At this point I've probably overwhelmed you with technical information. So now I'll give you my subjective opinion.
I started out with the S9 AutoSet in CPAP mode at a pressure setting of 9 cm with EPR set to 3. I found it difficult to exhale and I felt like the machine was constantly rushing me to inhale before I was ready to take my next inhalation. But if I turned EPR down to 2 (or 1 or or off), I found it even harder to exhale against the pressure. In short, I felt like I was running a marathon in my sleep every night trying to keep up with all the air the S9 was "forcing" me to breath. And it triggered really severe aerophagia.
After a mere two weeks I could not stand the aerophagia any more and I looked like the walking dead. The PA in the sleep doc's office kindly switched me to APAP for a week or two of autotitriation which showed that 8cm was probably enough to manage my OSA. The aerophagia was more tolerable on APAP and I begged to not be switched back to full time CPAP. Hence she left me running in APAP with a tight range of 4-8 cm. Aerophagia continued to plague me and my AHI started to bounce around a bit and snoring became an intermittent problem. And the insomnia continued to grow worse. Two months later, after yet another meeting with me talking about how much worse I still felt, how hard it was for me to fall asleep and stay asleep, and how often I was still waking up in the middle of the night with a seriously bad stomach ache and a visibly bloated, rock hard abdomen, the PA said she and the doc had talked and all they could come up with was to swtich me to bi-level.
Back to the lab for a bilevel titration. The test showed rampant insomnia---far worse than I thought. I self reported that I thought I'd slept for about 3 1/2 or 4 hours during the test; the EEG data said I slept for 110 minutes. But at least my stomach was much more comfortable with the bilevel---no rock hard, bloated tummy that night.
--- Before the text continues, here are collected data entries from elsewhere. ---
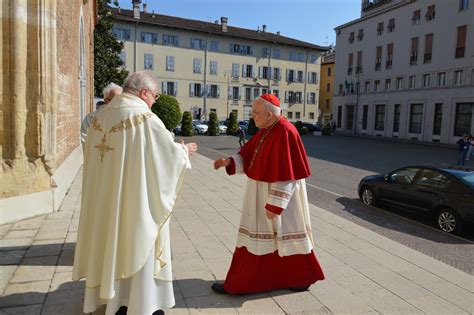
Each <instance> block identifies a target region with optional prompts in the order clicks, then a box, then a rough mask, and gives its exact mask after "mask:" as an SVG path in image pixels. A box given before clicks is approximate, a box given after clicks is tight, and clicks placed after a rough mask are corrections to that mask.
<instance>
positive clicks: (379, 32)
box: [377, 22, 383, 35]
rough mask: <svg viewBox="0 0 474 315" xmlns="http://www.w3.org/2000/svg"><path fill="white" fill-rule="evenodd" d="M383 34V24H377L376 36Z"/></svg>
mask: <svg viewBox="0 0 474 315" xmlns="http://www.w3.org/2000/svg"><path fill="white" fill-rule="evenodd" d="M382 33H383V22H379V24H378V25H377V35H382Z"/></svg>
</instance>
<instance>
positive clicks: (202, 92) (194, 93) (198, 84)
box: [189, 83, 204, 97]
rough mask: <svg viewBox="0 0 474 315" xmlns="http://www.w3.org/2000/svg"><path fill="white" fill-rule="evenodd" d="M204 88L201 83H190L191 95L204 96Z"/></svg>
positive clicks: (189, 84)
mask: <svg viewBox="0 0 474 315" xmlns="http://www.w3.org/2000/svg"><path fill="white" fill-rule="evenodd" d="M203 94H204V89H203V86H202V84H201V83H190V84H189V96H190V97H202V96H203Z"/></svg>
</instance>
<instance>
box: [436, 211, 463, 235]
mask: <svg viewBox="0 0 474 315" xmlns="http://www.w3.org/2000/svg"><path fill="white" fill-rule="evenodd" d="M436 221H437V226H438V228H439V229H440V230H441V231H444V232H446V233H453V234H454V233H455V234H460V233H461V232H462V226H463V222H462V219H461V218H460V217H459V215H458V214H457V213H456V212H455V211H454V210H452V209H449V208H443V209H441V210H440V211H439V212H438V215H437V217H436Z"/></svg>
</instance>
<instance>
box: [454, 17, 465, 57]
mask: <svg viewBox="0 0 474 315" xmlns="http://www.w3.org/2000/svg"><path fill="white" fill-rule="evenodd" d="M466 31H467V26H466V25H463V26H458V28H457V37H456V51H455V57H456V58H463V57H464V50H465V48H466Z"/></svg>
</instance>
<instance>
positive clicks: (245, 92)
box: [245, 88, 252, 101]
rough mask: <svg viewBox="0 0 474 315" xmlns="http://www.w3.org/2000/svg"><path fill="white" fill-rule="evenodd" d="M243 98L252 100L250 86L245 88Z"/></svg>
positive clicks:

And a titration level of IPAP = 8; EPAP = 6. The S9 VPAP was not yet on the market and after a month of agonizing over whether to the the S8 VPAP or the PR System One BiPAP, I finally opted for the System One BiPAP.
I turned Bi-Flex off the first night: It made me feel like the machine was trying to make me inhale before I was ready to. I'm really, really sensitive to pressure increases when I am not actively inhaling
. But when I switched the machine to Rise Time, for the first time in three long months, I actually felt sort of semi comfortable breathing with the damn machine. I still had trouble exhaling against the pressure when I was awake and hence I used the ramp alot while I was awake. And I still was waking up with aerophagia alot, but at least it no longer looked or felt like I'd swallowed a basketball. After six weeks of being on BiPAP, the PA sent me back to the lab for another titration study and my pressure was reduced to 7/4, which felt like heaven. I could finally breathe with the machine in comfort. Unfortunately, that was not enough pressure to really control the apnea on a nightly basis. And hence I was finally changed to the tight Auto BiPAP range I now use.
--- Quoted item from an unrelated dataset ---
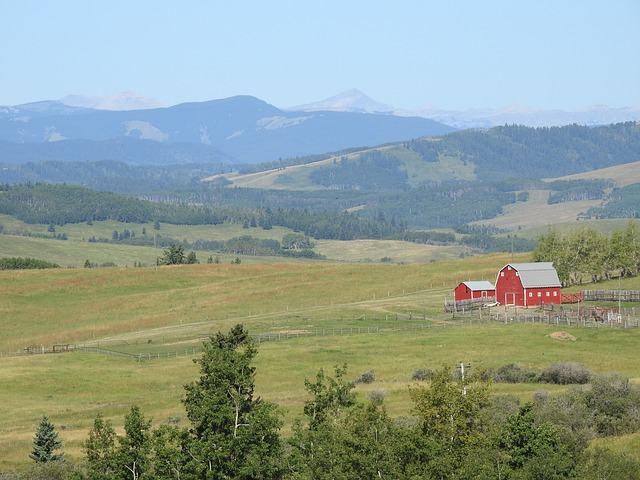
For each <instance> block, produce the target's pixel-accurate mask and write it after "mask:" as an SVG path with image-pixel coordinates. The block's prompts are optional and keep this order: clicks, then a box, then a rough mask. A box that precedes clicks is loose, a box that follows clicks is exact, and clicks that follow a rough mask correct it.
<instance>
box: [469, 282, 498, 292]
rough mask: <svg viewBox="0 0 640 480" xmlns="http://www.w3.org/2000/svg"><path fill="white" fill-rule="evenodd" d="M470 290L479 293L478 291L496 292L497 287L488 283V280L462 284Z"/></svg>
mask: <svg viewBox="0 0 640 480" xmlns="http://www.w3.org/2000/svg"><path fill="white" fill-rule="evenodd" d="M462 283H464V284H465V285H466V286H467V287H469V290H473V291H477V290H495V289H496V287H494V286H493V283H491V282H487V281H486V280H475V281H469V282H462Z"/></svg>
I occasionally self titrate to see if an increase in pressure would make me sleep any better. So far, the answer seems to be either,and empahtic "NO!" or "nor really." It sort of depends on how high the EPAP pressure goes during the autotitration period. If the EPAP spends any appreciable time above 6cm, my stomach objects. If the IPAP spends any appreciable time above 10 cm, my stomach may object. I sort of wish I had one of he newer Series 60 BiPAP Autos that allow you to set a minimum PS
setting since that would allow me to let the IPAP go up to 9 or 10 cm while still restricting the max EPAP to 6 cm.
I personally find the fact that my BiPAP keeps the pressure at EPAP all the way through the entire exhalation and that pause between the active exhalation and the active inhalation very important. That's what makes it possible for me to be able to breathe in a fashion that feels mostly normal to me when I'm trying to get to sleep at the beginning of the night or when I'm trying to get back to sleep after one of my many wakes.